A prática de esportes pode desempenhar, ainda, importante papel social para as meninas e mulheres. Na sessão solene de hoje, estiveram presentes representantes de vários projetos que têm práticas esportivas como instrumentos de transformação e socialização.

“O esporte salva vidas”, apontou Fernanda Iung Lima, faixa preta de jiu jitsu e coordenadora do projeto “Mulheres que Lutam”. A iniciativa utiliza a arte marcial como ferramenta de defesa pessoal, saúde mental e física e empoderamento feminino.

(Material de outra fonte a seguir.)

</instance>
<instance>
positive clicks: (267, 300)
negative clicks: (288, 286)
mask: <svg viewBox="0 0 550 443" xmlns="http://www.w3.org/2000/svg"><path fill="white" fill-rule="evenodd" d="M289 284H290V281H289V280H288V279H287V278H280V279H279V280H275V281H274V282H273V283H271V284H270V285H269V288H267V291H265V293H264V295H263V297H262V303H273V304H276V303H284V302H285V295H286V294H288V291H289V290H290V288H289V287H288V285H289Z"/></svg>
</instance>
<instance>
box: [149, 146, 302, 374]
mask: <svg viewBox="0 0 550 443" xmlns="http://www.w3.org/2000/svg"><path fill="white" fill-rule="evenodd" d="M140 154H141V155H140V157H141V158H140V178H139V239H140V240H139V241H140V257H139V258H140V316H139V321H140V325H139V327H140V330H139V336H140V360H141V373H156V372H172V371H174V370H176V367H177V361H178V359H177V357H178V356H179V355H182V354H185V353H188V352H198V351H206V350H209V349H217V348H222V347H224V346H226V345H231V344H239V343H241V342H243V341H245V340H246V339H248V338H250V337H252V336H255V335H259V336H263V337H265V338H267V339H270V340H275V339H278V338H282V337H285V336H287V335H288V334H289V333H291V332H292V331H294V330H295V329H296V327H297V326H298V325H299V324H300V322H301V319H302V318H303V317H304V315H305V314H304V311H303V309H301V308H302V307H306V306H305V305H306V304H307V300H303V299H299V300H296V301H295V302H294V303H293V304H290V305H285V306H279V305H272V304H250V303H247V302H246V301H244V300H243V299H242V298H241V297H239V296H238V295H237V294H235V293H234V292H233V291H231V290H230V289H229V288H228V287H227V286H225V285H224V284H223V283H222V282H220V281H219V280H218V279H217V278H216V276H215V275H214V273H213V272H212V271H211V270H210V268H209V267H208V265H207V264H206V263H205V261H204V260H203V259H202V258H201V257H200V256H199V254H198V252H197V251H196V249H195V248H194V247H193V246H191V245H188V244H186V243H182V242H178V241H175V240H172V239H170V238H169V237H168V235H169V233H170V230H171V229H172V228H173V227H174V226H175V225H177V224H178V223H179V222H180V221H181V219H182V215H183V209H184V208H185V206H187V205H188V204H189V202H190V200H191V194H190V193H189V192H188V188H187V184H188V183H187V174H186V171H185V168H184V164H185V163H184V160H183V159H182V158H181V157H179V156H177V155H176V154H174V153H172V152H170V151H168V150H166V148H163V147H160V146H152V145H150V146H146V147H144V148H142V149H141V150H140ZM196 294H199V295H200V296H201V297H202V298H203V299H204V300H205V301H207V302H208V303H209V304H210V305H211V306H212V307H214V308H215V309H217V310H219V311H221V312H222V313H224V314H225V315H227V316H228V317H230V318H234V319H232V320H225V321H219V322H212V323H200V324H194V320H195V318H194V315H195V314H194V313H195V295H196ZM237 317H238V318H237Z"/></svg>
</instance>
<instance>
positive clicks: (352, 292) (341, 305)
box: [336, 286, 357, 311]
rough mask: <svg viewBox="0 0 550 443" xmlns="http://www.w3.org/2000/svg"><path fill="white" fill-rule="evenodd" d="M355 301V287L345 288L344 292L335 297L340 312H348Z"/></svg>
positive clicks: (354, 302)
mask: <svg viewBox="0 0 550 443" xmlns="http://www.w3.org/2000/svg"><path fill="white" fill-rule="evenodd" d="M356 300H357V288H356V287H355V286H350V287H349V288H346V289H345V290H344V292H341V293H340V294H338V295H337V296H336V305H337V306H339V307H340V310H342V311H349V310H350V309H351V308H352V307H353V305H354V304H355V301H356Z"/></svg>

Por sua vez, a atleta de beach tennis Juliana Vieira apresentou o projeto Butterfly, que é um torneio voltado apenas para mulheres, com o intuito de criar um ambiente de acolhimento e conexão entre as participantes e, também, de evolução no esporte. “Ele nasceu a partir de uma dor, de uma filha que teve câncer. Nesse processo, procuramos não só pessoas para nos ajudar, mas também o esporte”, explicou Vieira.

Butterfly [borboleta em inglês] é transformação, do casulo a uma linda borboleta”, continuou a idealizadora. “O beach tennis consegue levantar as pessoas, são mulheres que levantam outras por meio do esporte. O jogo em si, a comunicação, o abraço, a conversa pós jogo: tudo isso é importante”, concluiu Juliana Vieira.